Calitate si cultura lacomiei

 WUDI, China — They might be called China’s renegade businessmen, small entrepreneurs who are experts at counterfeiting and willing to go to extraordinary lengths to make a profit. But just how far out of the Chinese mainstream are they? 

Here in Wudi in eastern China, a few companies tried to save money by slipping the industrial chemical melamine into pet food ingredients as a cheap protein enhancer, helping incite one of the largest pet food recalls ever.

In Taixing, a city far to the south, a small business cheated the system by substituting a cheap toxic chemical for pharmaceutical-grade syrup, leading to a mass poisoning in Panama. And in the eastern province of Anhui, a group of entrepreneurs concocted a fake baby-milk formula that eventually killed dozens of rural children.

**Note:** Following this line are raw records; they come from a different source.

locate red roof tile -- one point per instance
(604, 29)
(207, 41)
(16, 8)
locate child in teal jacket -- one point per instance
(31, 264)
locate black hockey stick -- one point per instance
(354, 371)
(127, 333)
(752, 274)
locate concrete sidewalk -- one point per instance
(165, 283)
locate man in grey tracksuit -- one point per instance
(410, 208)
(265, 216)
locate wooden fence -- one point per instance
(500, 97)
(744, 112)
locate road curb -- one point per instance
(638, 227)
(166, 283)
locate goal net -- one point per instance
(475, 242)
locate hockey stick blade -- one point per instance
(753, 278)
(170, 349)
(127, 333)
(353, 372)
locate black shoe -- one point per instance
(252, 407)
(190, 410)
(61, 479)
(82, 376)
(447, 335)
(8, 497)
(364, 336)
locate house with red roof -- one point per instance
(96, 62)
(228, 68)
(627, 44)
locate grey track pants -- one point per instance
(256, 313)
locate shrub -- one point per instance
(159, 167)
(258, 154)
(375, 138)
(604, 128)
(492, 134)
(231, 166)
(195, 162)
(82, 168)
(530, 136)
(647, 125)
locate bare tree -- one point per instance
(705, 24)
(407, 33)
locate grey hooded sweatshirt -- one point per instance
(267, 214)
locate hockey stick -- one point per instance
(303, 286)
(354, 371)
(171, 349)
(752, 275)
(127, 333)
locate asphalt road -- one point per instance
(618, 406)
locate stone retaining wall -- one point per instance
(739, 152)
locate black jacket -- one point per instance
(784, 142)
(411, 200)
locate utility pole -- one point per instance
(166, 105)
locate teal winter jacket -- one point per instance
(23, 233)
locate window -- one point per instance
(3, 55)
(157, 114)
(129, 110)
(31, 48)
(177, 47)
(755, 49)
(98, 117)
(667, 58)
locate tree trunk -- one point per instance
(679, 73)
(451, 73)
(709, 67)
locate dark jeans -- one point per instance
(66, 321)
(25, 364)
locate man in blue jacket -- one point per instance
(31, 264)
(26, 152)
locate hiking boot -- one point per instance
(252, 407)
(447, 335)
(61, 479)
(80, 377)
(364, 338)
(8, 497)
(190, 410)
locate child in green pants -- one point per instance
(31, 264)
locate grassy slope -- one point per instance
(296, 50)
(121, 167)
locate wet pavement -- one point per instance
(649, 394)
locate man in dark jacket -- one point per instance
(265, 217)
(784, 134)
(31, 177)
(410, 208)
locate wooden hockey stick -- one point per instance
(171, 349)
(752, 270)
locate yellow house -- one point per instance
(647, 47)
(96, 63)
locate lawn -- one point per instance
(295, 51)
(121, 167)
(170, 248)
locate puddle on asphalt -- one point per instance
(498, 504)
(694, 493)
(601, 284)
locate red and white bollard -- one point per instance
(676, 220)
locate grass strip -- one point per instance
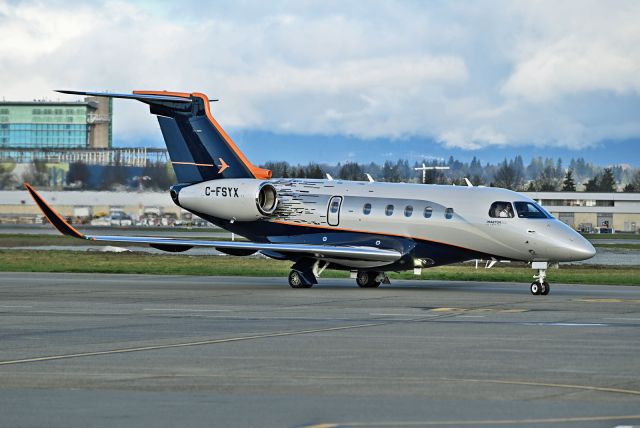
(143, 263)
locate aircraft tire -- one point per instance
(366, 279)
(535, 288)
(545, 288)
(296, 280)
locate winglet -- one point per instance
(54, 218)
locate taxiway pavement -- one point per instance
(138, 350)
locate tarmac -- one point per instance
(159, 351)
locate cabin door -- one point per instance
(333, 211)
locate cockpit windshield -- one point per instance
(530, 210)
(501, 209)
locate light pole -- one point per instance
(424, 169)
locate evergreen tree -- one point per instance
(351, 171)
(635, 182)
(592, 185)
(389, 172)
(507, 177)
(568, 185)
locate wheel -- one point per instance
(297, 281)
(545, 288)
(535, 288)
(367, 279)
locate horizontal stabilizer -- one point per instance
(139, 97)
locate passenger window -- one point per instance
(335, 204)
(501, 209)
(389, 210)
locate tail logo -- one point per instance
(223, 165)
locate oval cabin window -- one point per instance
(335, 205)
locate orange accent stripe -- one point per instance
(167, 93)
(193, 163)
(260, 173)
(371, 233)
(36, 196)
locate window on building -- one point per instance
(501, 209)
(448, 213)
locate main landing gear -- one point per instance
(304, 275)
(539, 286)
(371, 279)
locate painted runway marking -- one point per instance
(478, 422)
(608, 300)
(401, 315)
(550, 385)
(490, 310)
(185, 344)
(186, 310)
(566, 324)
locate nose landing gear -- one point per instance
(540, 286)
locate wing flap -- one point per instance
(176, 244)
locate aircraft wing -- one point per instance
(175, 244)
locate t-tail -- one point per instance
(200, 150)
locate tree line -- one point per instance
(540, 174)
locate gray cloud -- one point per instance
(469, 74)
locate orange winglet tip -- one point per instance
(54, 218)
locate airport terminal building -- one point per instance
(590, 211)
(56, 125)
(59, 133)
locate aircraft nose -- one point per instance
(577, 247)
(583, 249)
(567, 245)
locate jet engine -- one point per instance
(238, 199)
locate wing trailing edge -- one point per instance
(373, 254)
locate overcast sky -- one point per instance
(468, 75)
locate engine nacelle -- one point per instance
(240, 199)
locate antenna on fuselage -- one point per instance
(424, 169)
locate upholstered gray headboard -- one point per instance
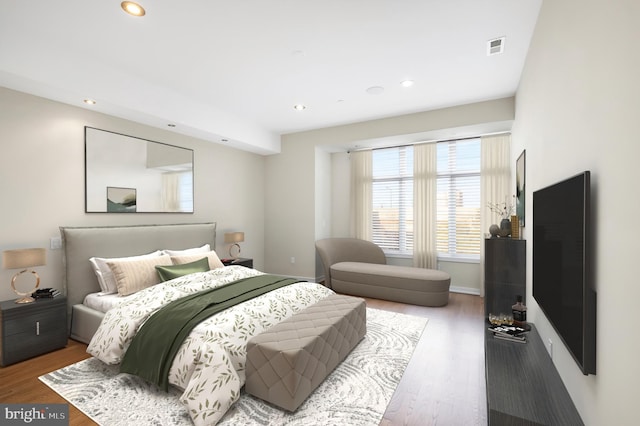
(82, 243)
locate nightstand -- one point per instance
(32, 329)
(242, 261)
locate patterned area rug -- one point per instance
(356, 393)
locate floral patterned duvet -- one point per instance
(210, 365)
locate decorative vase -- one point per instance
(515, 227)
(505, 227)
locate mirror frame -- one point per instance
(143, 185)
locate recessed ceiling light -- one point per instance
(132, 8)
(495, 46)
(375, 90)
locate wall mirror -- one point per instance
(125, 174)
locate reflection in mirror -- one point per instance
(126, 174)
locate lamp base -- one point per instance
(237, 251)
(26, 297)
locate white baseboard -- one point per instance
(465, 290)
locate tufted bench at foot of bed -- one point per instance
(287, 362)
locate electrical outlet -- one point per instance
(56, 243)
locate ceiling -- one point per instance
(231, 72)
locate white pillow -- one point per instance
(204, 249)
(212, 257)
(134, 275)
(104, 274)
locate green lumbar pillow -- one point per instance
(167, 273)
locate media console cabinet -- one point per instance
(523, 386)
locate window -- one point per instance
(393, 199)
(458, 199)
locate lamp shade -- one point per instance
(234, 237)
(24, 258)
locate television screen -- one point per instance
(561, 265)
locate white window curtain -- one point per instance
(425, 165)
(361, 194)
(495, 184)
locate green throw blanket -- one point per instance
(156, 344)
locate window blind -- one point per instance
(392, 199)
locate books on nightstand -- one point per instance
(511, 333)
(45, 293)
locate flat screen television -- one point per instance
(562, 275)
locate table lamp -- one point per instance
(234, 238)
(24, 259)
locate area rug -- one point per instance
(356, 393)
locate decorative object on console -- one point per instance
(234, 238)
(24, 259)
(504, 210)
(520, 187)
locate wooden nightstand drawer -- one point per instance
(31, 329)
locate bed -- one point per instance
(210, 365)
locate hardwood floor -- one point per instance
(443, 384)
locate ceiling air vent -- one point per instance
(495, 46)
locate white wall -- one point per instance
(577, 109)
(42, 182)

The incidents are the latest indications that cutting corners or producing fake goods is not just a legacy of China’s initial rush toward the free market three decades ago but still woven into the fabric of the nation’s thriving industrial economy. It is driven by entrepreneurs who are taking advantage of a weak legal system, lax regulations and a business culture where bribery and corruption are rampant.

“This is cut-throat market capitalism,” said Wenran Jiang, a specialist in China who teaches at the University of Alberta. “But the question has to be asked: is this uniquely Chinese or is there simply a lack of regulation in the market?”